In general, designing high-speed interconnect network structures poses a considerable power challenge as data rates scale to support higher-performance computing systems, both in the server and workstation/desktop space. Indeed, although data rate demands are currently increasing about 2×˜3× annually, improvements in link technology only yield about 20% annual reduction in link power consumption. An important building block in serial communication interconnect architectures is an equalizer, which is used to compensate for channel losses and imperfections caused by various physical effects such as the skin effect, dielectric loss, and reflections due to impedance discontinuities (such as via stubs). In the time domain, these channel losses and impairments can lead to broadening of transmitted pules over more than one unit interval (UI), whereby a received signal can suffer from intersymbol interference (ISI)
A decision feedback equalizer (DFE) is one type of receiver-side equalizer that is commonly employed in high-speed serial communications to compensate for the signal distortions that occur when fast digital pulses are transferred over electrical channels with limited bandwidth. A fundamental advantage of a DFE over a linear equalizer (such as a peaking amplifier) is that a DFE can flatten the channel response (and reduce signal distortion) without amplifying noise or crosstalk and, thus, equalize a channel without noise enhancement.
In general, a DFE uses the decision about the value of the current bit to predict its contribution to intersymbol interference (ISI) produced by channel loss.
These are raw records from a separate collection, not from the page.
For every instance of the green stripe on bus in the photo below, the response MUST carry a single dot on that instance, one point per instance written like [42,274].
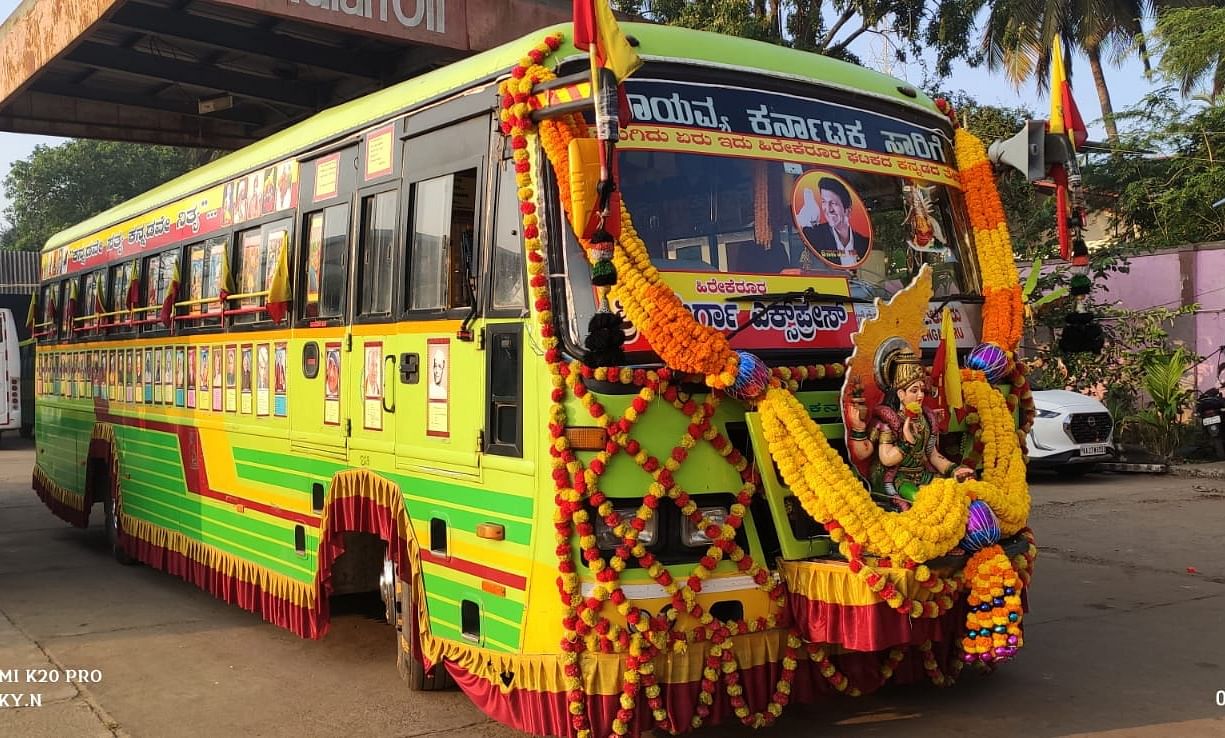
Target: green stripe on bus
[499,606]
[493,630]
[284,479]
[516,532]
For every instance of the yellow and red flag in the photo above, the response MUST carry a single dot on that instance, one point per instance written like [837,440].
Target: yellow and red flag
[172,296]
[278,291]
[597,31]
[134,289]
[1065,117]
[946,375]
[226,281]
[31,315]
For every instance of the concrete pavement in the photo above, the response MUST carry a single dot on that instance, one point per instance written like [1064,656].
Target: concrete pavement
[1123,638]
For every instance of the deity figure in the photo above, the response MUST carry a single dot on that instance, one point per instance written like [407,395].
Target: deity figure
[902,437]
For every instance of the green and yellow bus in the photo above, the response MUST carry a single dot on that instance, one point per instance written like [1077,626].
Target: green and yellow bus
[349,358]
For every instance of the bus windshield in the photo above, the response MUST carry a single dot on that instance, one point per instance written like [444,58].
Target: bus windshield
[741,194]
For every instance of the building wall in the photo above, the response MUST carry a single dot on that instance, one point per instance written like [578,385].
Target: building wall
[1192,273]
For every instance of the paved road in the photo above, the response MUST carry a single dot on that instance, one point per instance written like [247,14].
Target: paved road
[1125,638]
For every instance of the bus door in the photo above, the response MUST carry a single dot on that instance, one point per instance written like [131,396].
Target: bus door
[374,395]
[321,353]
[10,372]
[440,405]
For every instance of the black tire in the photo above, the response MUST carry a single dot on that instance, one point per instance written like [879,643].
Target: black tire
[113,522]
[408,660]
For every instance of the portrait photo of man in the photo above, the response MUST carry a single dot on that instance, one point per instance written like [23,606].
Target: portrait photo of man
[825,220]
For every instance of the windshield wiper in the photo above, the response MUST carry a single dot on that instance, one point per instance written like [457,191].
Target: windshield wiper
[961,297]
[805,296]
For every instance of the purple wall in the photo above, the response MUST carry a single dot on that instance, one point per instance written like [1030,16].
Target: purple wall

This prediction is then used to cancel the ISI's effects on subsequent bits via a sum of weighted coefficients (“taps”). More specifically, in a DFE, the previously decided bits are fed back with weighted tap coefficients and added to the received input signal. For an M-tap DFE, the feedback taps are denoted H1, H2, . . . , HM. The H1 tap represents the intersymbol interference (ISI) contributed by a data bit one unit interval (UI) earlier than the current bit being detected, the H2 tap represents the ISI contributed by a data bit two UIs earlier than the current bit, and so on. If the magnitudes and polarities of the tap weights are properly adjusted to match the channel characteristics, the ISI from the previous bits in the data stream will be cancelled, and the bits can be detected by a decision-making latch with a low BER (bit error rate).
As the data rates increase, however, the number of taps required to successfully equalize a channel increases accordingly. This constitutes a major barrier to data rate scaling, since each tap requires dedicated hardware and adds to the loading at a summation node, which is part of the critical timing path.